Polish gov't supports Jewish cemetery conservation
PR dla Zagranicy
The Polish government has donated PLN 100 million (USD 28 million) to restore the Warsaw Jewish Cemetery, one of the largest such sites in Europe.
From left to right: Anna Chipczyńska (President of the Warsaw Jewish Community), Michael Schudrich (Chief Rabbi of Poland), Piotr Gliński (Poland's culture minister), Michał Laszczkowski (President of the National Heritage Foundation) at a press conference on a PLN 100 milion donation to preserve the Warsaw Jewish Cemetery on Friday. Photo: PAP/Les
The government has transferred the funds to Poland’s Cultural Heritage Foundation, which will oversee the restoration process in cooperation with the Warsaw Jewish Community.

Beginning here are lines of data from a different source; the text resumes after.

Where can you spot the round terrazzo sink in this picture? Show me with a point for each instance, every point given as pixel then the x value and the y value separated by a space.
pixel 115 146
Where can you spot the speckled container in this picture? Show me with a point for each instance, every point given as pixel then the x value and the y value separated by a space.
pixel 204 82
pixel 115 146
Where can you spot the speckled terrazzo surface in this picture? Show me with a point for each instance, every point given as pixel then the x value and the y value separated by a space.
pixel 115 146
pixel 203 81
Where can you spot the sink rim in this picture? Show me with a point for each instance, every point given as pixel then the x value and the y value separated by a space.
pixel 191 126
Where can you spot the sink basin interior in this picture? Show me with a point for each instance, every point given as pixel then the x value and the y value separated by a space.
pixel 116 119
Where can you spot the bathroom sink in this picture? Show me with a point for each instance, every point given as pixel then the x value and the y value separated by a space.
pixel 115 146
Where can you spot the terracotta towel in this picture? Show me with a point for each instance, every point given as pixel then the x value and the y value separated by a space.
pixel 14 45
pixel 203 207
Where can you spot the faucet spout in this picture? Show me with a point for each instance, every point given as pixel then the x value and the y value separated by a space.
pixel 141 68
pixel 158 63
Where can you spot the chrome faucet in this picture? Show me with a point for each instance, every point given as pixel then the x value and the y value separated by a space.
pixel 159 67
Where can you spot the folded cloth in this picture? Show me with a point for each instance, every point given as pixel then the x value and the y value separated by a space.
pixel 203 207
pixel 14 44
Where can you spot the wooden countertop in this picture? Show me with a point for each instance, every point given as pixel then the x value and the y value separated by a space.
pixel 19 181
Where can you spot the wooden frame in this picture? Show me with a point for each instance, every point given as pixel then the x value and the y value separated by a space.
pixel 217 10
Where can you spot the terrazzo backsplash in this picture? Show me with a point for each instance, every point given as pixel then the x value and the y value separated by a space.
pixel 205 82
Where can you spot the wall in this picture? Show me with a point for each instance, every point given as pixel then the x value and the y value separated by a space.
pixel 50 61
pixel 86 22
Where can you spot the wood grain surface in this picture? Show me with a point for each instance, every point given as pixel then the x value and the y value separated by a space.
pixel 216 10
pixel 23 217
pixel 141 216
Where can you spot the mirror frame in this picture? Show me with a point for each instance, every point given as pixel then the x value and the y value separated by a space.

A special agreement on the donation was signed on Friday by Poland’s deputy prime minister and culture minister Piotr Gliński and head of the Cultural Heritage Foundation, Michał Laszczkowski.
At a Friday conference Gliński said: "This area of over 33 hectares where Polish Jews are buried is part of the Polish cultural and national heritage."
Laszczkowski stressed that hundreds of the cemetery's tombstones are dilapidated.
According to Anna Chipczyńska, the president of the Jewish Community in Warsaw, the donation "has been the most important gesture of the Polish state aimed at protecting the Jewish material heritage."
Michael Schudrich, the Chief Rabbi of Poland, said that it is about "honoring the dead, which is very important in our culture."
Warsaw's Okopowa Jewish Cemetery currrently houses over 250,000 graves.